Boys and Girls Revisited
Symmetry. Put them all together and tell them to multiply forever. The question then becomes whether the $n$-th boy was born at the $2n$-th birth or later, or not, i.e., who is the majority among the first $2n-1$ births: boys or girls.
This is just a variant presentation of fedja's truly wonderful solution. It took me a while to catch on to the idea there, so I'm offering this in case it helps clarify it for anyone else. All credit for the insight, though, properly belongs to fedja.
For the purpose of determing the probability that the $n$ families wind up with more boys than girls altogether, it's convenient to imagine births take place in the following fanciful way. There is a "magic fertility wand" which is passed from family to family and which causes the family that possesses it to produce one child per day until they have a boy, at which point they pass the wand along to the next family. If and when every family has their boy, the wand is given to a pair of rabbits, who use it to produce a male or female offspring each day without cease. All births take place at a hospital/veterinary clinic.

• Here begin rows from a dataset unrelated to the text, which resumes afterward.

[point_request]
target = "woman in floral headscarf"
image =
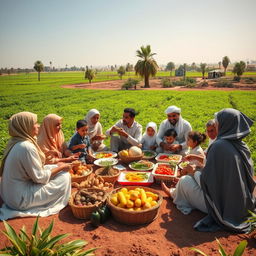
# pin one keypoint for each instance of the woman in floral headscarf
(51, 141)
(27, 186)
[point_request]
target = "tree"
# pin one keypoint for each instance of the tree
(39, 67)
(146, 66)
(239, 68)
(170, 66)
(225, 62)
(89, 74)
(203, 68)
(121, 71)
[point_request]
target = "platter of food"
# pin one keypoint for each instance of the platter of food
(103, 162)
(104, 154)
(142, 165)
(149, 154)
(135, 178)
(162, 157)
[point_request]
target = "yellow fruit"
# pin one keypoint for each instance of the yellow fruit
(134, 195)
(121, 198)
(151, 194)
(124, 190)
(153, 203)
(146, 206)
(130, 204)
(137, 202)
(114, 200)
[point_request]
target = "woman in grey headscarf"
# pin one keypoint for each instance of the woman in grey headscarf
(224, 190)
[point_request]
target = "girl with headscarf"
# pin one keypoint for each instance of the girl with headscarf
(148, 140)
(51, 141)
(27, 186)
(224, 188)
(95, 130)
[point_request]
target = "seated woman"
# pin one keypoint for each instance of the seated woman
(51, 141)
(224, 189)
(27, 186)
(95, 130)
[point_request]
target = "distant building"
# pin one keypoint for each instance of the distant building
(251, 67)
(215, 74)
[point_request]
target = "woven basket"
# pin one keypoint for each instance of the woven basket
(128, 159)
(84, 212)
(79, 179)
(134, 217)
(109, 179)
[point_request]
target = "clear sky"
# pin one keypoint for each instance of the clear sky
(108, 32)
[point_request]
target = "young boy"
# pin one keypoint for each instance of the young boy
(169, 138)
(80, 142)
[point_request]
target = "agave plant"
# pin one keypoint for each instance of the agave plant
(238, 251)
(41, 244)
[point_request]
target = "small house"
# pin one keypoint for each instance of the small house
(215, 74)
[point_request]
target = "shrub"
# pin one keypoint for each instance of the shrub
(166, 83)
(41, 243)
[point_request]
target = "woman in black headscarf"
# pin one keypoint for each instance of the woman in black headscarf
(226, 184)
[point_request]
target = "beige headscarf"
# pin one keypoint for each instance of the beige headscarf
(48, 139)
(20, 129)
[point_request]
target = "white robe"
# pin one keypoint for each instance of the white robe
(27, 189)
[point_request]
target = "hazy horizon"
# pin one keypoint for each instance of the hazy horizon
(101, 33)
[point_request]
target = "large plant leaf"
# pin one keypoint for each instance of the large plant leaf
(13, 237)
(240, 248)
(221, 249)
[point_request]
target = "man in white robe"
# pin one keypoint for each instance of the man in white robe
(126, 132)
(181, 126)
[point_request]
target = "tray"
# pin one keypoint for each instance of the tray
(99, 161)
(123, 181)
(97, 155)
(141, 170)
(164, 177)
(149, 157)
(175, 158)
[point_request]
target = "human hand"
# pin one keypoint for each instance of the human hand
(66, 167)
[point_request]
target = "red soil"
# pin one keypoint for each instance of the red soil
(171, 233)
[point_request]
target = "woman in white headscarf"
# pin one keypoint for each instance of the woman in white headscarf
(95, 130)
(148, 140)
(27, 186)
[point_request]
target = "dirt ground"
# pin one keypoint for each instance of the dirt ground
(171, 234)
(155, 84)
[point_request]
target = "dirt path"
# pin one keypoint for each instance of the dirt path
(155, 84)
(171, 234)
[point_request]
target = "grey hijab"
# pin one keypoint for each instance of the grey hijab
(227, 179)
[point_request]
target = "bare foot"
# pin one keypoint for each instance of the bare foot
(165, 189)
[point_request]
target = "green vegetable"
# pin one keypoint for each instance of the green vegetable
(104, 213)
(95, 219)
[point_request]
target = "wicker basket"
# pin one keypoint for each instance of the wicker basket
(79, 179)
(167, 179)
(109, 179)
(134, 217)
(128, 159)
(84, 212)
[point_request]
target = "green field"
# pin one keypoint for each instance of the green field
(24, 93)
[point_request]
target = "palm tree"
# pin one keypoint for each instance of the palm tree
(89, 74)
(39, 67)
(225, 62)
(170, 66)
(121, 71)
(146, 66)
(203, 68)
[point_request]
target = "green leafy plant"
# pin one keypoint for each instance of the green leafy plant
(41, 243)
(238, 251)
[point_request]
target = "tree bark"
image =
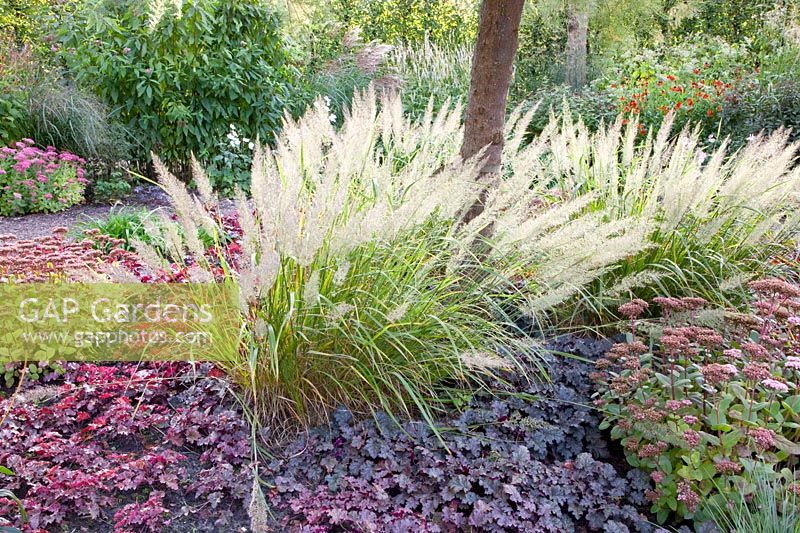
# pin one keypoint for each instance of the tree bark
(577, 39)
(492, 67)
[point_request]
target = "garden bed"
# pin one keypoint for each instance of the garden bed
(163, 447)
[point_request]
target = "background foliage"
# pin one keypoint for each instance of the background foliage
(180, 82)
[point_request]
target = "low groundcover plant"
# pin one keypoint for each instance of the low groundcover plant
(34, 180)
(706, 409)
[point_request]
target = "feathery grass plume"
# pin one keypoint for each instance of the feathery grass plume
(708, 217)
(360, 286)
(428, 73)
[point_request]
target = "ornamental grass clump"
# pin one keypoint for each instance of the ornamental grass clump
(358, 283)
(714, 219)
(710, 400)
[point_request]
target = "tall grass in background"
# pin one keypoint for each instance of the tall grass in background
(37, 102)
(429, 71)
(358, 283)
(714, 220)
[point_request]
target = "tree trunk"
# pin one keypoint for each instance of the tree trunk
(492, 67)
(577, 38)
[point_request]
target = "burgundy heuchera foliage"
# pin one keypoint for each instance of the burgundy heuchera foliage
(137, 446)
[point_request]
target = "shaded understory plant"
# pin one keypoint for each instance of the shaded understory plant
(358, 284)
(711, 226)
(138, 447)
(528, 458)
(711, 402)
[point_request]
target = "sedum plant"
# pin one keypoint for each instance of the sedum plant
(39, 181)
(714, 219)
(359, 285)
(701, 408)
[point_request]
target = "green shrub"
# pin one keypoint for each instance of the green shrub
(179, 80)
(22, 20)
(409, 21)
(37, 102)
(710, 402)
(38, 181)
(359, 286)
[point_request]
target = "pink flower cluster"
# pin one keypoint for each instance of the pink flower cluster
(36, 180)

On the $(2n-1)$st day, the hospital reports whether they've delivered a preponderance of males or females. Obviously it's a 50:50 chance for either result. If it's more males, there are at least $n$ of them, which means there are exactly $n$ boys and possibly some male rabbits, but certainly no more than $n-1$ girls -- in any event, the families are done reproducing and there are more boys than girls. If, on the other hand, the hospital reports more female births, then there have been fewer than $n$ males born, which means the wand hasn't yet reached the rabbits, so all the births have been boys and girls, with at least $n$ of them girls, so the boys will never outnumber the girls.